Verve
- Developer: Microsoft Research
- Written in: BoogiePL, C#; bootloader in assembly language, C++; may use other Common Intermediate Languages (CIL)
- OS family: Language-based operating systems
- Working state: In development
- Source model: Source-available (via Shared Source Initiative)
- Initial release: September 2010; 14 years ago
- Latest release: r73999 / November 10, 2013; 11 years ago
- Platforms: x86
- Kernel type: Microkernel, language-based
- License: Microsoft Research License

= Verve (operating system) =

Research operating system from Microsoft Research

Verve is a research operating system developed by Microsoft Research. Verve is verified end-to-end for type safety and memory safety.

Because of their complexity, a holy grail of software verification has been to verify properties of operating systems. Operating systems are usually written in low-level languages, such as C, that provide very few guarantees. The Singularity Project took the approach of writing an operating system in C#, a type-safe, memory-safe language. A weakness of this approach is that operating systems necessarily need to call lower-level code to, for instance, move the stack pointer. Verve addresses this problem by partitioning the operating system into verified assembly language that is required to be low-level and a trusted interface to rest of the operating system, written in C#. There is a trusted specification that guarantees the low-level assembly code does not modify the heap and that the high-level C# code does not modify the stacks.

Verve consists of a small Nucleus, which acts as a minimal hardware abstraction layer, and a Kernel, which uses primitives provided by the Nucleus to expose a more traditional interface to applications. All components of the system other than the Nucleus are written in managed code C# and compiled by Bartok (originally developed for the Singularity project) into typed assembly language (TAL), which is verified by a TAL checker.

The Nucleus implements a memory allocator and garbage collection, support for stack switching, and managing interrupt handlers.
It is written in BoogiePL, which serves as input to MSR's Boogie verifier, which proves the Nucleus correct using the Z3 Theorem Prover satisfiability modulo theories (SMT) automated theorem prover (solver).
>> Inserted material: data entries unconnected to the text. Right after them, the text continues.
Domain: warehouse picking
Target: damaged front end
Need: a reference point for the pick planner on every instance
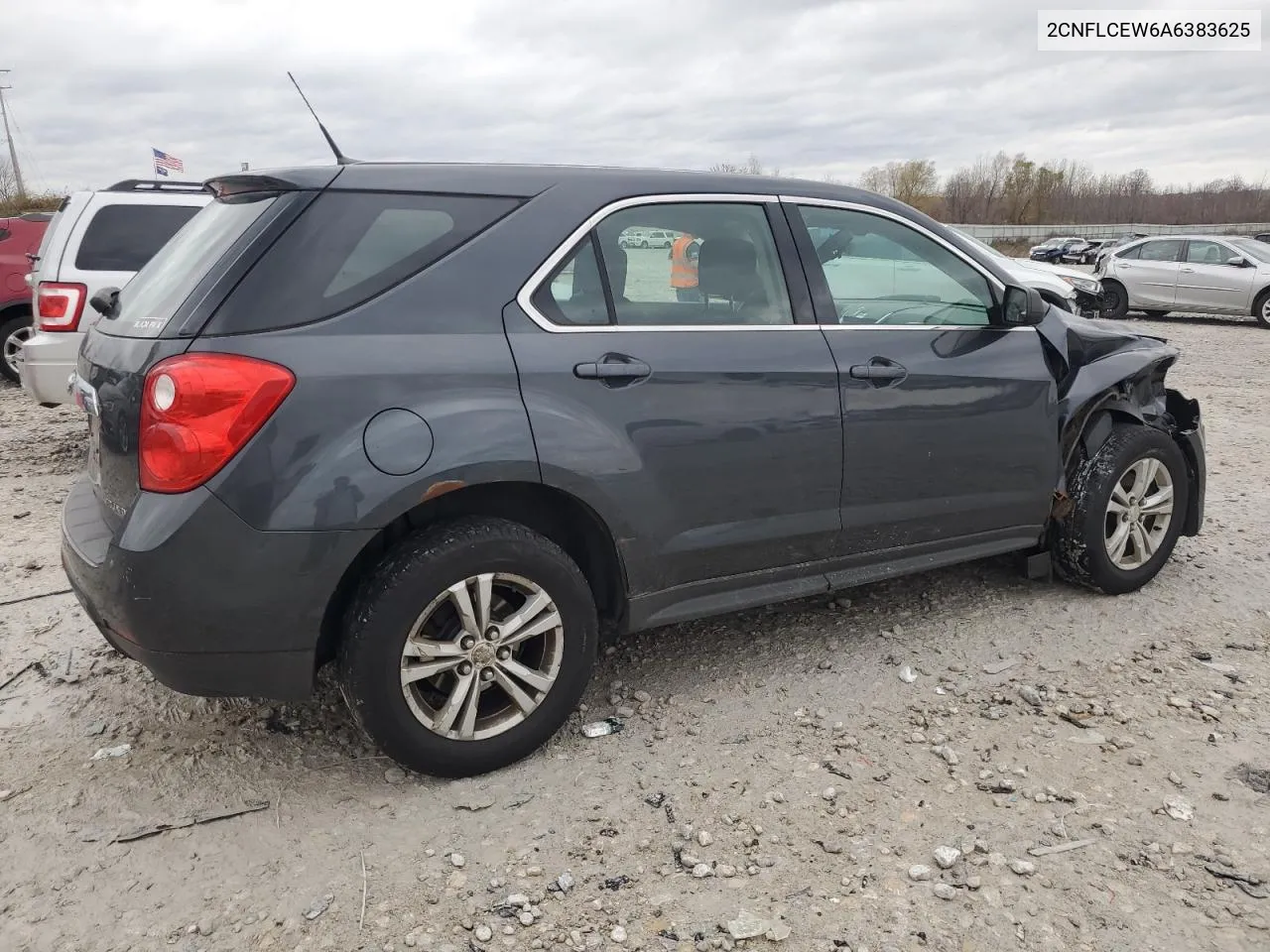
(1107, 375)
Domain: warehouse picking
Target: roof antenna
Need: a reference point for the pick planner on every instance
(340, 159)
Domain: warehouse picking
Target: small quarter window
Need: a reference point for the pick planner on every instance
(574, 294)
(122, 238)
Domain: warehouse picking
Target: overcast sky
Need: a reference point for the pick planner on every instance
(815, 86)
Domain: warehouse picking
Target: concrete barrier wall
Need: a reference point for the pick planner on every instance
(991, 232)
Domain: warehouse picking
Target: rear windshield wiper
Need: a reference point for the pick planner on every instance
(105, 302)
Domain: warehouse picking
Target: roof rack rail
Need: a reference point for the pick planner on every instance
(155, 185)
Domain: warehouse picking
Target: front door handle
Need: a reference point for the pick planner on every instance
(612, 367)
(879, 372)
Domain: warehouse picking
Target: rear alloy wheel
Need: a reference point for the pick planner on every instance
(1261, 308)
(13, 334)
(1116, 301)
(468, 648)
(1129, 499)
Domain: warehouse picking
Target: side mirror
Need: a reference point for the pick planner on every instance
(1023, 307)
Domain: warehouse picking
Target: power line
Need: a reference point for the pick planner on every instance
(13, 151)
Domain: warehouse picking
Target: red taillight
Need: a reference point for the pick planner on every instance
(198, 411)
(59, 306)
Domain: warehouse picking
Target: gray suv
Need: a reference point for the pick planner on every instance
(431, 422)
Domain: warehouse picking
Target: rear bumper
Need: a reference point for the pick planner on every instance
(207, 603)
(1192, 443)
(48, 363)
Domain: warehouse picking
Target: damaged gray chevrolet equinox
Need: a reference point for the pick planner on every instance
(447, 425)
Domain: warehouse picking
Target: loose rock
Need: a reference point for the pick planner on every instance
(947, 857)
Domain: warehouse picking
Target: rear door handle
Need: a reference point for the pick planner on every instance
(615, 367)
(879, 371)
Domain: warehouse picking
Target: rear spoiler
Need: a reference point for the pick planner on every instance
(303, 179)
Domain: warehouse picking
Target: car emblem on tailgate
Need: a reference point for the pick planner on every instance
(84, 395)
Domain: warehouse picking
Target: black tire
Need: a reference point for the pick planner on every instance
(1116, 299)
(393, 598)
(8, 329)
(1080, 543)
(1261, 308)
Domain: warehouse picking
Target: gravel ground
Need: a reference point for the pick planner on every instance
(957, 761)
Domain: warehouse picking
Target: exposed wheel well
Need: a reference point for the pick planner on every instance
(563, 518)
(16, 311)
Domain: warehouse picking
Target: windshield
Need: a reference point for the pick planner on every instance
(149, 301)
(980, 243)
(1257, 250)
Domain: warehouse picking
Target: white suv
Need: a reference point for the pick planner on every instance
(95, 240)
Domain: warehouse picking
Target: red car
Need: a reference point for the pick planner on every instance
(19, 240)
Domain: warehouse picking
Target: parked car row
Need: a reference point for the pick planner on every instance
(1076, 250)
(19, 238)
(657, 238)
(1194, 273)
(1069, 289)
(96, 240)
(434, 424)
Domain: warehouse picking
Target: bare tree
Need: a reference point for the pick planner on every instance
(751, 167)
(997, 189)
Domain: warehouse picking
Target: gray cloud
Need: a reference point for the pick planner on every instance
(812, 85)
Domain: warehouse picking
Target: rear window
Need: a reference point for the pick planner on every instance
(347, 248)
(122, 238)
(149, 301)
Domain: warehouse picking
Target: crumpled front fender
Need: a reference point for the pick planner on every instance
(1106, 373)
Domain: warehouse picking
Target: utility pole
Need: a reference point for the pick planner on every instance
(13, 150)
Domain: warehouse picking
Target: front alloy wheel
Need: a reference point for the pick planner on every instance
(1139, 512)
(1129, 503)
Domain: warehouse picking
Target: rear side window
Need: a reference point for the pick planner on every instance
(149, 301)
(122, 238)
(347, 248)
(1161, 250)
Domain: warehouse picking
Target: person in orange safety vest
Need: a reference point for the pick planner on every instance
(684, 268)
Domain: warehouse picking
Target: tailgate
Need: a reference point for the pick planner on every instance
(108, 385)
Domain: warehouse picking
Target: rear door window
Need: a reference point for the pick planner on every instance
(1165, 250)
(122, 238)
(348, 248)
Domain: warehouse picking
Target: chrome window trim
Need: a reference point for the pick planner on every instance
(525, 296)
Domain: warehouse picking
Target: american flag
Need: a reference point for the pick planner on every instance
(164, 162)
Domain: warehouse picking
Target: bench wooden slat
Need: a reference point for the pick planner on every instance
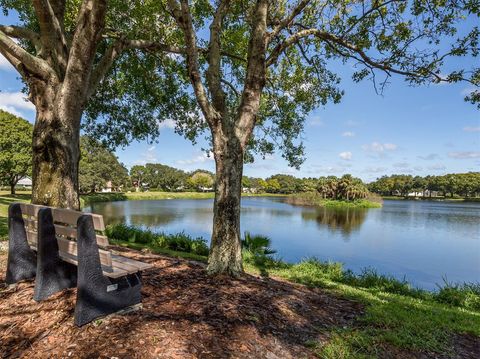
(69, 232)
(66, 216)
(115, 272)
(71, 248)
(131, 262)
(113, 266)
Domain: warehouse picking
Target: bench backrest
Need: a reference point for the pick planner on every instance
(65, 222)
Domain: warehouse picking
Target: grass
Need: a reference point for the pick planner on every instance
(5, 199)
(314, 199)
(132, 196)
(396, 316)
(179, 242)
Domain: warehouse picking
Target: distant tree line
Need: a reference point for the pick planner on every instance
(453, 184)
(346, 187)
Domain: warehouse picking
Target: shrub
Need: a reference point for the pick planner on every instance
(466, 295)
(179, 242)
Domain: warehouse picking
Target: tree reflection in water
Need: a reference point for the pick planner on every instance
(344, 220)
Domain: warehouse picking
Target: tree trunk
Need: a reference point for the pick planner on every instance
(225, 250)
(56, 151)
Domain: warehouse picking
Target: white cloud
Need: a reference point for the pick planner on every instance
(204, 157)
(468, 90)
(430, 157)
(471, 129)
(168, 123)
(390, 146)
(15, 102)
(379, 147)
(347, 155)
(149, 156)
(464, 155)
(351, 123)
(437, 167)
(375, 169)
(5, 65)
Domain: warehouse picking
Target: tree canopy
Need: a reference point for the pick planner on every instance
(99, 167)
(15, 149)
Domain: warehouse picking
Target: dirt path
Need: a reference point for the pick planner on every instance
(185, 314)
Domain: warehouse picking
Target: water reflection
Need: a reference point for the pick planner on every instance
(423, 240)
(345, 220)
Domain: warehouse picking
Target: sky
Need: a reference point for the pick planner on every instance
(427, 130)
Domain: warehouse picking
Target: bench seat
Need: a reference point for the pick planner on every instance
(113, 266)
(62, 249)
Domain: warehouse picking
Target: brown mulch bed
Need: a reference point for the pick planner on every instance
(185, 314)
The Nucleus relies on the Kernel to implement threads, scheduling, synchronization, and to provide most interrupt handlers. Even though the Kernel is not formally verified, so, for example, a bug in scheduling could cause the system to hang, it cannot violate type or memory safety, and thus cannot directly cause undefined behavior. If it attempts to make invalid requests to the Nucleus, formal verification guarantees that the Nucleus handles the situation in a controlled manner.

Verve's trusted computing base (TCB) is limited to: Boogie/Z3 for verifying the Nucleus's correctness; BoogieASM for translating it into x86 assembly; the BoogiePL specification of how the Nucleus should behave; the TAL verifier; the assembler and linker; and the bootloader. Notably, neither the C# compiler/runtime nor the Bartok compiler are part of the TCB.